ABnin 2004 yılında 10 yeni üyeyi ve bu yılbaşında Bulgaristan ile Romanyayı bünyesine katmasına karşın karar alma sürecinde Almanya, Fransa ve İngilterenin etkisinin arttığı bildirildi.
İsveçli siyaset bilimci Jones Tallbergin çok sayıda üst düzey yetkiliyle görüşerek hazırladığı "AB Konseyinde Pazarlık Gücü" başlıklı araştırmasına göre, üye ülkelerin AB içindeki gücünü nüfus, ekonomik büyüklük ve coğrafya gibi klasik unsurlar belirliyor.
Lüksemburg Başbakanı Jean-Claude Juncker bunu, "Daha büyük ülkelerin sözü daha çok geçer. Biz (küçük ülkeler olarak) bunu asla kabul etmedik fakat herkes coğrafya ve nüfusun (karar alma sürecinde) rol oynadığının farkında" şeklinde açıklarken, AB Konseyinin yasal işler birimi başkanı Jan-Claude Piris, "Pazarlık gücünü açıklamada en önemli faktör ülkelerin nüfus ve ekonomik büyüklüğü" değerlendirmesini yaptı.
Araştırma sonuçları doğrultusunda hazırlanan raporda, küçük ülkelerin özel ilgi alanlarına giren konularda zaman zaman belirleyici olabildiği anlatılırken buna örnek olarak Kıbrıs Rum kesiminin katılımından önce Yunanistanın Türkiye ve Kıbrısla ilgili konularda, Belçikanın eski sömürgesi Orta Afrikayla ve Hollandanın aynı şekilde Endonezyayla ilgili konularda, İskandinav ülkelerinin Baltık ve Barents bölgelerinde ve İspanyanın Akdenizde etkinliği gösterildi.
VETO SİLAHI
ABnin 27 üyeye çıkmasıyla "veto silahını kullanma" gücünün azaldığı vurgulanan raporda, kurumsal reform konularında Polonyanın ve Türkiye ile ilişkilerde Kıbrıs Rum kesiminin veto tehdidini kullanmasının bu durumun istisnaları olduğu belirtildi.
Raporda, AB kuruluşunda 6 üyeyken bir ülkenin veto kullanmasıyla şimdi 26 ülkeyi karşısına almak anlamına gelecek veto kullanımının farkına vurgu yapıldı.
ABde en etkili ülkelerin Almanya, Fransa ve İngiltere olarak verildiği raporda, İtalyanın iç siyasetindeki gelişmeler nedeniyle bu gurubun arkasında kaldığı ve İtalyanın boşluğunu doldurmaya kalkan İspanyanın başarılı olamadığı ifade edildi.
Son dönemde AB içinde "yaramaz çocuk" rolüne soyunan Polonyaya "güçlü ülkeler arasında olmadığını kabul etmesi" tavsiyesinde bulunulan raporda, bir önceki dönem başkanı Finlandiyanın Dışişleri Bakanı Erkki Tuomiojanın "Eğer ev ödevlerini iyi çalışmışlarsa küçük ülkeler bile dönem başkanlıklarında çok etkili olabiliyorlar.
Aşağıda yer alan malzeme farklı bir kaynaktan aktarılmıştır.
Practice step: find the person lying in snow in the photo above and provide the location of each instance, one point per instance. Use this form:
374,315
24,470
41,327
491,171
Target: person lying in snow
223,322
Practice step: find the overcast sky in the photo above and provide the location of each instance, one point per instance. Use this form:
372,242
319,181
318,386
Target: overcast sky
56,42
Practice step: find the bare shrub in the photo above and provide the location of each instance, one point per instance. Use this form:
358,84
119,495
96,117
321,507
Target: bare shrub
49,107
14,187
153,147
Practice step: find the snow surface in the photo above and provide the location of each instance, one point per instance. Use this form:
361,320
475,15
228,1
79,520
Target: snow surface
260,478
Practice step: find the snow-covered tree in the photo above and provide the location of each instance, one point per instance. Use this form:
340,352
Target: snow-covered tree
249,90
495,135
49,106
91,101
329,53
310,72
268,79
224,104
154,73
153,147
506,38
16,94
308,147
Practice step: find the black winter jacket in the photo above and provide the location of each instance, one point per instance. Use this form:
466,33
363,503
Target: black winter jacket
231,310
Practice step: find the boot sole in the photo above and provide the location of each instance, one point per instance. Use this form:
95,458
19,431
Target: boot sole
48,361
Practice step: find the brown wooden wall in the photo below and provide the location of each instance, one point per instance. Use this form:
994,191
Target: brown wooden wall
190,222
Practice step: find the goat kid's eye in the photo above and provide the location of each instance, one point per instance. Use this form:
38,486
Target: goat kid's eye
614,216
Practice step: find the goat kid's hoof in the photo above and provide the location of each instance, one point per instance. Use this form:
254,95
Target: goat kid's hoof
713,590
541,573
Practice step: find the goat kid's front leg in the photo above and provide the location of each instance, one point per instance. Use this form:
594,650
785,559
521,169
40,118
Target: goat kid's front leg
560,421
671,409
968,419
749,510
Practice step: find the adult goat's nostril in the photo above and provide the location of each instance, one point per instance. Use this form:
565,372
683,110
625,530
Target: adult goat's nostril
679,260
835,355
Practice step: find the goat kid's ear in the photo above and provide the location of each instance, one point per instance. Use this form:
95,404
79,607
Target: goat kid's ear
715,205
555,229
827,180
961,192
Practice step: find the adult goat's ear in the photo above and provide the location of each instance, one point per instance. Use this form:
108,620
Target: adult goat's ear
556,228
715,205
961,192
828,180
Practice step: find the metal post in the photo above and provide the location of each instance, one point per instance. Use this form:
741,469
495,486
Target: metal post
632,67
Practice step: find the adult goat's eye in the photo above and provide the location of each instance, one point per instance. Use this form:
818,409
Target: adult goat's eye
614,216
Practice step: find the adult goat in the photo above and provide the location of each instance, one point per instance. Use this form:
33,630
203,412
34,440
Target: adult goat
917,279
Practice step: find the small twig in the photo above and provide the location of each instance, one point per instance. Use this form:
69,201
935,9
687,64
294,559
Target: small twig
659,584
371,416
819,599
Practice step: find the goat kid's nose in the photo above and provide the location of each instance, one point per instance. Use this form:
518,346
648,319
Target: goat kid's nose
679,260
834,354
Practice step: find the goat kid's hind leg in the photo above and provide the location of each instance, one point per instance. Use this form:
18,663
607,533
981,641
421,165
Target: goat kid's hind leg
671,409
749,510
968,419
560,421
Her zaman dönem başkanı (güç sıralamasında) bir numaradır" görüşüne yer verildi.
Raporda, diplomatik gözlemcilere dayanılarak, bazı devlet ve hükümet başkanlarının kişisel etkinlikleri değerlendirilirken, Fransa Cumhurbaşkanı Jacques Chirac için "inatçı ve zeki bir siyasi hayvan, biraz kibirli, huysuzluğuyla diğerleri üzerinde korku yaratabilen ve neredeyse her zaman çok etkili", Almanyanın eski Başbakanı Gerhard Schröder için "şaşırtıcı derecede sessiz, siyasi oyunlara ilgisiz, tartışmalardan kaçınan ve bunun sonucunda, konuştuğunda dinlenmesine rağmen başkalarının Alman çıkarlarına kendiliğinden saygı duymalarına bağımlı", İngiltere Başbakanı Tony Blair için "Lizbon süreciyle ilgili ve transatlantik konular dışında etkinliği danışmanlarının göstermeye çalıştığından daha az, başkalarının oyunlarını bozmasına karşın oyun kurucu değil" ve İtalyanın eski Başbakanı Silvio Berlusconi için "liderlik disiplinine uymayan, AB konularına ilgisi sınırlı, kararsız müzakereci ve kulübün komedyeni rolünü benimsemiş" denildi.